Your thyroid and you: Q&A with Dr. Elizabeth Pearce, part two

Elizabeth N. Pearce, M.D., M.Sc.
Boston University School of Medicine

An Associate Professor of Medicine at Boston University School of Medicine, Dr. Elizabeth Pearce recently took some time from her work at Boston University School of Medicine to talk more about our thyroid health, and to discuss some of her current interests in this area of medicine. This Q&A is part two in a two part article for

Q: Now more than ever the thyroid plays a very significant role in women’s health. Do you think that there has been environmental or lifestyle changes that is causing more women, especially younger women, to be diagnosed with thyroid problems? Or is medical technology, and lab results, getting that much more effective in detecting thyroid issues?
A: In terms of the thyroid and the environment – there are over 100 different chemical compounds that have been possibly linked to thyroid dysfunction, but this is something that we are just starting to look at. There are a lot of theories but so far limited evidence. There’s a whole field of endocrine disruptors that has emerged in the last two decades.

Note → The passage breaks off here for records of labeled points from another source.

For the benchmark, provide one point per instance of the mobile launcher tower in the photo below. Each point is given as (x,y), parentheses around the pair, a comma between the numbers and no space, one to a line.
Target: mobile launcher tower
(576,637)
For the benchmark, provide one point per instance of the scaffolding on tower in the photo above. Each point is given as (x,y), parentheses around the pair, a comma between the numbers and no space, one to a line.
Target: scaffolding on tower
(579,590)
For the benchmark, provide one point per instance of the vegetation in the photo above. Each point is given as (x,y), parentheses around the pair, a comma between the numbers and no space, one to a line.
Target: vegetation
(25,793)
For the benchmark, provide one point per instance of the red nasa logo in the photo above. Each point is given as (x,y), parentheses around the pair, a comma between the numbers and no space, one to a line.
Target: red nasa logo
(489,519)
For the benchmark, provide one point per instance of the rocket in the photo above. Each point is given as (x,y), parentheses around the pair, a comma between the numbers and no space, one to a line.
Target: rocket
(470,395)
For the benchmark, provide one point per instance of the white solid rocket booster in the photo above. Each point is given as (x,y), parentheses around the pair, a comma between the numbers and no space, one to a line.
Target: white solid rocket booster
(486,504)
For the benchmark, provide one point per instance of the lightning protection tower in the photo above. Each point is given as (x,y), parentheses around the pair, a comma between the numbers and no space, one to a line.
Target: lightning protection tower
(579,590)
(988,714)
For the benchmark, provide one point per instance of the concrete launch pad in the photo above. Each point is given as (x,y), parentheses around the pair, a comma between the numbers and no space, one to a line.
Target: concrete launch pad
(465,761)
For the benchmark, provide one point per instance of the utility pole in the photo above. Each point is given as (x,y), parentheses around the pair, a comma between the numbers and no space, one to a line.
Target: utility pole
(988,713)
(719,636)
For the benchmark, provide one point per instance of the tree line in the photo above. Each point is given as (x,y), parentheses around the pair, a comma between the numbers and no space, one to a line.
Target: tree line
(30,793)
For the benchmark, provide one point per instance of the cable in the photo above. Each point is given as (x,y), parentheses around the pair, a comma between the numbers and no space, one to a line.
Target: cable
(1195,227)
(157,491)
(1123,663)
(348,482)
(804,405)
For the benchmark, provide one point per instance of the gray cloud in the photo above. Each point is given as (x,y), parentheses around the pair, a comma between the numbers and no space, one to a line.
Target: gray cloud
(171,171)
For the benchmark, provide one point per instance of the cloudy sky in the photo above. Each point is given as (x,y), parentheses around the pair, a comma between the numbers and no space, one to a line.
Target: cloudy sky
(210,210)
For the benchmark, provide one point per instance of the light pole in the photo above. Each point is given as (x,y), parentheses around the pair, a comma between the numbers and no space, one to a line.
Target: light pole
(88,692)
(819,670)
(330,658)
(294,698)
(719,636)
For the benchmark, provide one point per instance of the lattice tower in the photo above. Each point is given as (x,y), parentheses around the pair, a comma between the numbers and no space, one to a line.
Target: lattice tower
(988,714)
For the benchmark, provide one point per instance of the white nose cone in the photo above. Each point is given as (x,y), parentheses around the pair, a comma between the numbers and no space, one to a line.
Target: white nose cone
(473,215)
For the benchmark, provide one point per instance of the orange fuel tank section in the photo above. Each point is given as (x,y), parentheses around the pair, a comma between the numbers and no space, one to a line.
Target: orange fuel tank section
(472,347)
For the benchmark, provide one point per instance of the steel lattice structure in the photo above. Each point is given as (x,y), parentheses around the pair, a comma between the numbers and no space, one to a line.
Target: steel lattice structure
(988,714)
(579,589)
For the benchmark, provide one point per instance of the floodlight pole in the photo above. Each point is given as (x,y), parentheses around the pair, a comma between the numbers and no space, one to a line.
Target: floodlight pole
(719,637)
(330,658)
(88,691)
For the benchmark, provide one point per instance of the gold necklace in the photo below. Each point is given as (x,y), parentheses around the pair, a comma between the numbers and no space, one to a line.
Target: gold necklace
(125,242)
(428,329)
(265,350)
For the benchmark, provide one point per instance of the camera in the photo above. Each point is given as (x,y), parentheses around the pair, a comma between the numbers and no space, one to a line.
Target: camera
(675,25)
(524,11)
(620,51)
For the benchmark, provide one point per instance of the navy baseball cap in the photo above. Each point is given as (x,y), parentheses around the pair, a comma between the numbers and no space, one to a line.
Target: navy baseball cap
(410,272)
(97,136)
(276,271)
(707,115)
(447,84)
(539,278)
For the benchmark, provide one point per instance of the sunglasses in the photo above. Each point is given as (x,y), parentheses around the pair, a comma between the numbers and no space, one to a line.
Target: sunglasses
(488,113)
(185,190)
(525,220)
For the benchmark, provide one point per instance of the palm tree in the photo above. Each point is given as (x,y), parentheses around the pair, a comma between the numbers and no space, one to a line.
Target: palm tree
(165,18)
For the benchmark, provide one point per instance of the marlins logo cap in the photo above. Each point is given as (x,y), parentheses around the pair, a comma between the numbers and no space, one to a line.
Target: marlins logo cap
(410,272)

In terms of medical imaging – I think that the increased frequency of imaging is one of the rising incidences of thyroid nodules and cancer. Many thyroid nodules are now found incidentally through imaging obtained for other reasons.

Q: I understand that one of your interests includes iodine in pregnancy and lactation. How does iodine affect pregnancy and lactation?
A: You need iodine in the diet to make thyroid hormone. And in pregnancy you need more iodine to maintain normal thyroid function. The requirements stay up in the postpartum period because iodine is secreted into breast milk for the baby’s iodine nutrition. So an important recommendation for pregnant and breastfeeding women in the U.S. is to take a supplement containing 150 mcg of iodine a day. Not all prenatal vitamins contain this so it’s important to check labels.

Q: What is the history and direction of thyroid medication?
A: It hasn’t changed that much since the 1940’s when levothyroxine was first marketed.

Q: Is there anything we can do to our diet to aid in thyroid function?
A: As already noted, in the U.S. women who are pregnant or breastfeeding in the United States may be at risk for mild iodine deficiency. They should take a supplement containing 150 mcg/day iodine. Because milk is a major source of iodine in the U.S. diet, vegans may also be at risk for low iodine intake, and should consider taking an iodine-containing supplement with 150 mcg iodine daily. There is no need to take larger quantities of iodine.

Q: Why is it so important to understand our risk factors for poor thyroid health?
A: I think it’s useful to know your family history of thyroid disorders because they are often hereditary.